Szumna i niezasłużona nazwa – po prostu akumulator pokładowy z regulatorem ładowania. Przez ostatnie dni rzeźbiłem panel sterujący ze zintegrowaną wentylacją postojową. Praktycznie już skończone, więc mogę pokazać.

Panel to sklejka 6mm, polakierowana. Położyłem 4 warstwy lakieru bezbarwnego i jedną lakierobejcy (orzech, akurat miałem pod ręką). Lakierobejca na lakierze bezbarwnym zrobiła bardzo przyjemny wzorek, który postanowiłem zachować. Mocowanie do samochodu jest praktycznie identyczne z seryjnym – dwa kontowniki zaczepiają się na dole o wnękę, a górę zamyka najprostszy zamek meblowy.

Sercem układu jest akumulator żelowy 18AH i regulator ładowania od solarów. Regulator posiada funkcję PWM, którą zmniejsza napięcie ładowania do poziomu akceptowalnego przez żelówkę. Zawiera również wskaźnik naładowania i zabezpieczenie przed rozładowaniem. Źródłem ładowania będzie instalacja bagażnikowej zapalniczki, której kabel akurat przechodzi zaraz za panelem. Za ograniczenie prądu odpowiada opornica halogenowa – nieliniowy opór wprowadzany przez 140W żarówek halogenowych (4x35W).

Owa bagażnikowa zapalniczka jest również głównym odbiornikiem energii. Do gniazdka zapewne powędruje na stałe jakaś sprytna ładowarka USB. Na razie nie łączyłem do tego układu przetwornicy (UPS) – w praktyce korzystaliśmy z niej bardzo sporadycznie. Drugim istotnym odbiornikiem są dwa wentylatory komputerowe. Podłączyłem przez przełącznik kołyskowy umożliwiający połączenie równległe lub szeregowe – dający w efekcie dwa biegi pracy bez marnowania energii. Wentylatorki korzystają z akumulatora bardzo oszczędnie – od 0,29A na pełnych obrotach do 0,072A na „pierwszym biegu”. Są też dość ciche – przy 30dB tła wentylator na „pierwszym biegu” daje zaledwie 33dB, a na pełnych obrotach 54dB.

Praktycznie cała instalacja wykonana jest na linkach 2,5mm², zamocowanych kostkami zaciskowymi. Początkowo chciałem zastosować złącza Molex, ale montaż pinu na przewodzie tej grubości był na tyle upierdliwy, że dałem sobie spokój. Końcówki linek zostały pobielone cyną. Ponoć w instalacjach samochodowych tak pobielone linki mają tendencję do kruszenia się pod wpływem wibracji, jednak linka 2,5mm² jest na tyle sztywna, że nie obawiam się tego problemu.

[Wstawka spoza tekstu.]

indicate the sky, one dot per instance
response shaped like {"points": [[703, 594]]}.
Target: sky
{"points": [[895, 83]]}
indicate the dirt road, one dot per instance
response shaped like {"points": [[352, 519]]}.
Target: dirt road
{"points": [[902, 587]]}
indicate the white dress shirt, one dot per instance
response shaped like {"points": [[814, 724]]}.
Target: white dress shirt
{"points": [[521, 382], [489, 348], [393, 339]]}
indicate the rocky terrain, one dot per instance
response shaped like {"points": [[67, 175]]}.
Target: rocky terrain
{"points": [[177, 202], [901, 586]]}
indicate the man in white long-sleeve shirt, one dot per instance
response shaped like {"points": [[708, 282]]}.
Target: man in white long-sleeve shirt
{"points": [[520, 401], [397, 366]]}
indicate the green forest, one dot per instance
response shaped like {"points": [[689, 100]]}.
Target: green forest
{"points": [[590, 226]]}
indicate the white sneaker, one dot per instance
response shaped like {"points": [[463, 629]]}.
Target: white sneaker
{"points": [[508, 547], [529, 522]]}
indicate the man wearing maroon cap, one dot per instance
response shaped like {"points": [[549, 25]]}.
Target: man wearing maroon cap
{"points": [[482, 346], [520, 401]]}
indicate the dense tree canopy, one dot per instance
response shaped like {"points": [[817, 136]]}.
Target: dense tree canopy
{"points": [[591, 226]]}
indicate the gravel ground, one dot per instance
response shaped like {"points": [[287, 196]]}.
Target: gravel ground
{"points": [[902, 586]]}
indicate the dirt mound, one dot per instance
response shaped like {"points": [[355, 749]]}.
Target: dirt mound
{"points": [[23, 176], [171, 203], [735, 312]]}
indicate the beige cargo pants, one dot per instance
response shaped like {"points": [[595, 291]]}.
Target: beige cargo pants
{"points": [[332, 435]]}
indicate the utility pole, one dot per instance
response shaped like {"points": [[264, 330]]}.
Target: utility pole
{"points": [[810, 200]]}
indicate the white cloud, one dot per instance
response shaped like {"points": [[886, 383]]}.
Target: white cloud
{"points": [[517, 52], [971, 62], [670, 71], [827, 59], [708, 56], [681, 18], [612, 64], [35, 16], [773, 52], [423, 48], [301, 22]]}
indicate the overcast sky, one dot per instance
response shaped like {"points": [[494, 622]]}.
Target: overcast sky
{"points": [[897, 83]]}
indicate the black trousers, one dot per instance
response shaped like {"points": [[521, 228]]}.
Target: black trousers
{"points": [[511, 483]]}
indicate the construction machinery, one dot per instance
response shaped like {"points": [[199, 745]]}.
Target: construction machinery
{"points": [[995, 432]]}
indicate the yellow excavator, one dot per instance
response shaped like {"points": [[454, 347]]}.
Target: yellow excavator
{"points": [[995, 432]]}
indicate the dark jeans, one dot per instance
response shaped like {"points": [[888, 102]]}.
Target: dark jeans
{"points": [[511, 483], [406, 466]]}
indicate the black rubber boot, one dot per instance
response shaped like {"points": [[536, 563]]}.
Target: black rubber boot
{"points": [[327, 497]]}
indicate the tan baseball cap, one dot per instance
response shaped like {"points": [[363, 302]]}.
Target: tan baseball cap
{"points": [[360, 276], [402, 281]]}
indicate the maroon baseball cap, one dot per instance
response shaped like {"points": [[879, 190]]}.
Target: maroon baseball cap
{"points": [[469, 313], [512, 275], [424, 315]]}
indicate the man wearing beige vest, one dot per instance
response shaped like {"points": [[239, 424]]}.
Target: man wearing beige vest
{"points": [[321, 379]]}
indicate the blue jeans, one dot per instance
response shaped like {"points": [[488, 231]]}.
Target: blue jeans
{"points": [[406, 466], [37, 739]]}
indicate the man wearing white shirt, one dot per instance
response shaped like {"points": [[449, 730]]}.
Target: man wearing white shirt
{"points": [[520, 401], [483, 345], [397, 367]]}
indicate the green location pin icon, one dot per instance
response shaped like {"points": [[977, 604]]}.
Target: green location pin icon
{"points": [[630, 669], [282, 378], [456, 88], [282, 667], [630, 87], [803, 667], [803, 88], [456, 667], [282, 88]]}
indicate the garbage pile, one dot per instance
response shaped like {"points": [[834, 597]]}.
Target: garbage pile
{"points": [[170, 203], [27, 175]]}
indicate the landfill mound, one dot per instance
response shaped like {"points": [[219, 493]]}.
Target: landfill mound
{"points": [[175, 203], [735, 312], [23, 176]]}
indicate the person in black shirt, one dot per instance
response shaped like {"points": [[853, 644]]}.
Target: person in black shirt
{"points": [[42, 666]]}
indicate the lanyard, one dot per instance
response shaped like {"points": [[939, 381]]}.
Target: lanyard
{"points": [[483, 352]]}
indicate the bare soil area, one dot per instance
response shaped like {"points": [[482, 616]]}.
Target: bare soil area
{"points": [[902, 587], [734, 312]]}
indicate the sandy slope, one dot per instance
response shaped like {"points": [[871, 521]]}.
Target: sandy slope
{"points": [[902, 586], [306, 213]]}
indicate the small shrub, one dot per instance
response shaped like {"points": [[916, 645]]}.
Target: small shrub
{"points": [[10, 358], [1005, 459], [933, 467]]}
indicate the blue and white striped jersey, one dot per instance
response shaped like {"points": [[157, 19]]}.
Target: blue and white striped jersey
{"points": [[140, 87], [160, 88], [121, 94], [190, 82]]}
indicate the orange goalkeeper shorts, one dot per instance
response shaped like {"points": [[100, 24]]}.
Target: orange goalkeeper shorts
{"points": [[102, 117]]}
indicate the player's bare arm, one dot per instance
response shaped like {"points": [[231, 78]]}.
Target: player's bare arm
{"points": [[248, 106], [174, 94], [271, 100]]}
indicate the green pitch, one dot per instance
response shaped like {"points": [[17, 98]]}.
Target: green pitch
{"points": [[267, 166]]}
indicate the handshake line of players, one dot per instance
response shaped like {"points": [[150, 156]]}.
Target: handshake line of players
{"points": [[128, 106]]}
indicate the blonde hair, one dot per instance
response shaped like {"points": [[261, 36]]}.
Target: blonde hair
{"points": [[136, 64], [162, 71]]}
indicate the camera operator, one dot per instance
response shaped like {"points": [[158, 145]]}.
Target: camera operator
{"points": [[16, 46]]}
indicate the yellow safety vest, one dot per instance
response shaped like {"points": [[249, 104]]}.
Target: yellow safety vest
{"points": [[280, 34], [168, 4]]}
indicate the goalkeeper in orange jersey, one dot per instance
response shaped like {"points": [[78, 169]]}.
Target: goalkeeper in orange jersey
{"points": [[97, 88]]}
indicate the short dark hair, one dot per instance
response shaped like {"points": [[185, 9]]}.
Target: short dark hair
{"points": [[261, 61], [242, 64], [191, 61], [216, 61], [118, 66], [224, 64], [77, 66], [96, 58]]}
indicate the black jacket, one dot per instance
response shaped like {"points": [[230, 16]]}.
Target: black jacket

W instalacji znalazły się oczywiście bezpieczniki (topikowe samochodowe, 10A). Najistotniejszy jest ten bezpośrednio przy akumulatorze. Robiąc cokolwiek zasilane z akumulatora warto przy klemie dać bezpiecznik, na kablu na tyle krótkim, by nie miał fizycznej możliwości niczego dotknąć.

Teraz pozostało tylko przygotować klamrę na akumulator, jakieś mocowanie dla opornicy (żeby żarówki nie dzwoniły na dziurach) i nareszcie można to wszystko zainstalować do samochodu.